UNICEF Timor Leste’s Child Friendly Schools Initiative: Assessment, Monitoring, and Strategic Planning

Timor-Leste is one of the poorest countries in the world and the poorest country in the Asia Pacific region. It consists of 13 administrative districts, including Dili, the capital. Approximately 50 percent of the country's population lives below the poverty line. Timor-Leste’s education system faces many of these same constraints and weaknesses.
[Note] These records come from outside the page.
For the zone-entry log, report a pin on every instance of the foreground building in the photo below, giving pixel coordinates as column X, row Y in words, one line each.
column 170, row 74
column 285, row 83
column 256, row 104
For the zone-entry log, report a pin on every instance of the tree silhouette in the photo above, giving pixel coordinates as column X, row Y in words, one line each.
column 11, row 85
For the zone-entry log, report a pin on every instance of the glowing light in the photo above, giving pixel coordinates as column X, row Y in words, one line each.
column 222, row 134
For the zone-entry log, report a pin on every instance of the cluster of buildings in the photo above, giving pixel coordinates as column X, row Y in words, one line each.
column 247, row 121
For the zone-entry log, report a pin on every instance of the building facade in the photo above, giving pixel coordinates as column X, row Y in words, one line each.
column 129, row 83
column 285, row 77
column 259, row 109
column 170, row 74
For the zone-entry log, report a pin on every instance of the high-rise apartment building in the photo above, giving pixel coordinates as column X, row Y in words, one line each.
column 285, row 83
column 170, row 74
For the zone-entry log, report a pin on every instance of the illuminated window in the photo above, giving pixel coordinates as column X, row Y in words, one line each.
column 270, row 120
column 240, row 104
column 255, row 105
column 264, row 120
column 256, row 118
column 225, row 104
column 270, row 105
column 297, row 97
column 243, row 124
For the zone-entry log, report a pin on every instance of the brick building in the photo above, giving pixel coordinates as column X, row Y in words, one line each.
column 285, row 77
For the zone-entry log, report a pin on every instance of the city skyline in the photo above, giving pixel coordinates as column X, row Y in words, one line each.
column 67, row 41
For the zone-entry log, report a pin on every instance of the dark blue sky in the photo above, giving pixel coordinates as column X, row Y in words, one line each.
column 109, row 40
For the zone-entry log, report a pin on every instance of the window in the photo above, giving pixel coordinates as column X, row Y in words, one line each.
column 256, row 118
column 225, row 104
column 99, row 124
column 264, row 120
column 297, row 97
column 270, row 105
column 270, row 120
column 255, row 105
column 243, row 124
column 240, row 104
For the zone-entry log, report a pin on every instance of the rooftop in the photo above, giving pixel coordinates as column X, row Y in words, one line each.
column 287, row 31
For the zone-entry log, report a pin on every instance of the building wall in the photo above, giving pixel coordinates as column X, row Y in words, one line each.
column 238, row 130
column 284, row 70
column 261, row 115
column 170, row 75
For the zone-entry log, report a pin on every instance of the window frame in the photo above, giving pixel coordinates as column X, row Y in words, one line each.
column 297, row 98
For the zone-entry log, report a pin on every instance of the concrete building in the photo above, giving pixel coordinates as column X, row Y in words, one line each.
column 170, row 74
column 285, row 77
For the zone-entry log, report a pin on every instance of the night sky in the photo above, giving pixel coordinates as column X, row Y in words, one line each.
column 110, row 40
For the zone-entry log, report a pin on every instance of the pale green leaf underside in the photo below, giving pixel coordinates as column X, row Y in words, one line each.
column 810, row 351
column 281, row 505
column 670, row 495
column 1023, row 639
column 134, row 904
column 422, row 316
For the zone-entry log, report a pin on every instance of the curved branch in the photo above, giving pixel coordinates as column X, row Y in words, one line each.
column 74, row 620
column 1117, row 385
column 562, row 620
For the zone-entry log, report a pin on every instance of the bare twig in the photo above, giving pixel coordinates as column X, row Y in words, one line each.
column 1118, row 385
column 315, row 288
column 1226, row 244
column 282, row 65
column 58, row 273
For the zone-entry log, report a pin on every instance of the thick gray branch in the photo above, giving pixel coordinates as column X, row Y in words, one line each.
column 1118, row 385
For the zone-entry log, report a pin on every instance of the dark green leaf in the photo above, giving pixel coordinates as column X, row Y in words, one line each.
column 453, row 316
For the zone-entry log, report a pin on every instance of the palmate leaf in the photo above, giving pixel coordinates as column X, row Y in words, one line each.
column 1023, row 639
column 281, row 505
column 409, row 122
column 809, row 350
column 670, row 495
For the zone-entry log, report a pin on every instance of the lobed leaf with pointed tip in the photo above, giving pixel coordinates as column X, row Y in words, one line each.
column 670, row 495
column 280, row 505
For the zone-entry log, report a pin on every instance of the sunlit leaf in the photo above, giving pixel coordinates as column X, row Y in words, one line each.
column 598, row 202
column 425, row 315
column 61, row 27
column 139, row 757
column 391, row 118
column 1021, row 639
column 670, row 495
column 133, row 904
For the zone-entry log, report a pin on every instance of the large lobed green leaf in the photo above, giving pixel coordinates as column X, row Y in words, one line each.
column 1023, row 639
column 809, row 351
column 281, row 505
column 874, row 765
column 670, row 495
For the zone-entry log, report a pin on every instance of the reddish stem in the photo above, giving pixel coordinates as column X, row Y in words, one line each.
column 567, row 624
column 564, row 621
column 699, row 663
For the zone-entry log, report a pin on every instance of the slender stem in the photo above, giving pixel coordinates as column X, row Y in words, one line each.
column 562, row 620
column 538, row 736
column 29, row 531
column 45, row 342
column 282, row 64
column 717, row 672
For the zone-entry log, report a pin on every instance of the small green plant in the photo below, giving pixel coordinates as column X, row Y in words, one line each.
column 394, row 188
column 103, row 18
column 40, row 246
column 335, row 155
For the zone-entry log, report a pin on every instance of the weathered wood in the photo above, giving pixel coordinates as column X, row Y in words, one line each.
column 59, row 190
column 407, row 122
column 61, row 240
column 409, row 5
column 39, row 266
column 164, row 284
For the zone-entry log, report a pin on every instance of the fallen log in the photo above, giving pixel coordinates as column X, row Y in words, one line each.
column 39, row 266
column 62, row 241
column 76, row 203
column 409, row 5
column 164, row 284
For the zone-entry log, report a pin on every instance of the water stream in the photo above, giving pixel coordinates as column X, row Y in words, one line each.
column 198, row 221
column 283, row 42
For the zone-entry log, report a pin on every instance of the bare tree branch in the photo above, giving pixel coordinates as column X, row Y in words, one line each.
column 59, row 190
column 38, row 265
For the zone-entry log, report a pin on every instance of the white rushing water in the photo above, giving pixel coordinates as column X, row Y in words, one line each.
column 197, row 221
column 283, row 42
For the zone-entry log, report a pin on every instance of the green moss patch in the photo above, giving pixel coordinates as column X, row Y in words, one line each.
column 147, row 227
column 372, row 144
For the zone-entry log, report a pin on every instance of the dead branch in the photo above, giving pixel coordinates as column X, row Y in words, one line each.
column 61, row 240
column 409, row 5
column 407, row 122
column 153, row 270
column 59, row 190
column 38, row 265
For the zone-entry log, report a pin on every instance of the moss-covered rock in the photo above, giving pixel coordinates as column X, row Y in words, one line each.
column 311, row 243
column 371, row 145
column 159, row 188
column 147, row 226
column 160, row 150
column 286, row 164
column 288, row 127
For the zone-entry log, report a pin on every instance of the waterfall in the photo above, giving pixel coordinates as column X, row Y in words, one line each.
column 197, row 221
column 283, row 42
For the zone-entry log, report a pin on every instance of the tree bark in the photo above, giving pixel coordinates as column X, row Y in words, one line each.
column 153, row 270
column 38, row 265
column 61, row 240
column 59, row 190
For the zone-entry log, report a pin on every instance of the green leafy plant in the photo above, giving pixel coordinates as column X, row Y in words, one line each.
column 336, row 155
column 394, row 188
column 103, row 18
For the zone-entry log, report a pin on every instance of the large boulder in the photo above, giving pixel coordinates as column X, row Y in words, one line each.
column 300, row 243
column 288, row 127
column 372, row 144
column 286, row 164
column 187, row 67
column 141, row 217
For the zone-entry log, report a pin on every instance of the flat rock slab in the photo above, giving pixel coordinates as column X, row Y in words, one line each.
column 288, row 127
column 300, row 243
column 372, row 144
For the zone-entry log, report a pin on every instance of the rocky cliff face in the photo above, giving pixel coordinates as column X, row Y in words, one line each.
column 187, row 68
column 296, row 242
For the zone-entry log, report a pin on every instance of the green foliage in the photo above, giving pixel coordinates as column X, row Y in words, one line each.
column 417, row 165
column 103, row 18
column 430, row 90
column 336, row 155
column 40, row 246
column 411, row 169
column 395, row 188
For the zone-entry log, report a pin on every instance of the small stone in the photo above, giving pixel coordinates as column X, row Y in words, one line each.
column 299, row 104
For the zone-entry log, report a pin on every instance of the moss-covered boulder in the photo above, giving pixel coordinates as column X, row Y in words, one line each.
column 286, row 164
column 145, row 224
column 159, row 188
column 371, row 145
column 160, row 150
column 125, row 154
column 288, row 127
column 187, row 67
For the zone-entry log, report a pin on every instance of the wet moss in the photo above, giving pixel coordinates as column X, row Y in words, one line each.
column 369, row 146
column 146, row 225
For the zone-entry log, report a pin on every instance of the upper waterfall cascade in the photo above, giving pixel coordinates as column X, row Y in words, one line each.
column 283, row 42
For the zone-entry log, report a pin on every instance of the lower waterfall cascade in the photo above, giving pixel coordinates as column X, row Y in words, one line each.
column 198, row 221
two local women in their homeIn response to the numerous challenges facing the education system following Timor-Leste’s independence in 1999, UNICEF launched a far-reaching program to help restore Timor-Leste’s system of basic education. The main objectives of this program were twofold:

  • First, to assist in developing a system of quality basic education in Timor-Leste through curriculum development and reform, systemic capacity building, and resource gap-filling.
  • Second, to help advance the government’s goal of universal access (with a particular view to achieving gender equity) through institutional capacity building and the modernization of management and information systems to detect and address barriers to access.

At the beginning of the Government of Timor-Leste (GoTL)-UNICEFs 2009-2013 Basic Education Country Program, it was especially important to articulate a framework for action that can guide UNICEF and MECYS collaboration over the next five years of significant change in the educational system. An important step in realizing both of these ends was careful program monitoring and evaluation. Effective monitoring and evaluation permits researchers to demonstrate the efficacy (including equity and cost-effectiveness considerations) of an initiative and to document the change process to allow for replication and scale up of the initiative.

The evaluation sought to achieve several goals:

  • Conduct a retrospective review of Child Friendly Schools (CFS) in Timor-Leste.
  • Develop a baseline assessment and monitoring strategy that demonstrates impact of CFS in targeted focus schools.
  • Frame a national, five-year strategy for engagement with CFS in Timor-Leste, including plans for how UNICEF may best use formative monitoring data to inform scale up of the initiative.

The ultimate purpose of this evaluation was to guide UNICEF Timor-Leste in an effective, efficient, and sustainable implementation of CFS programming on a national scale.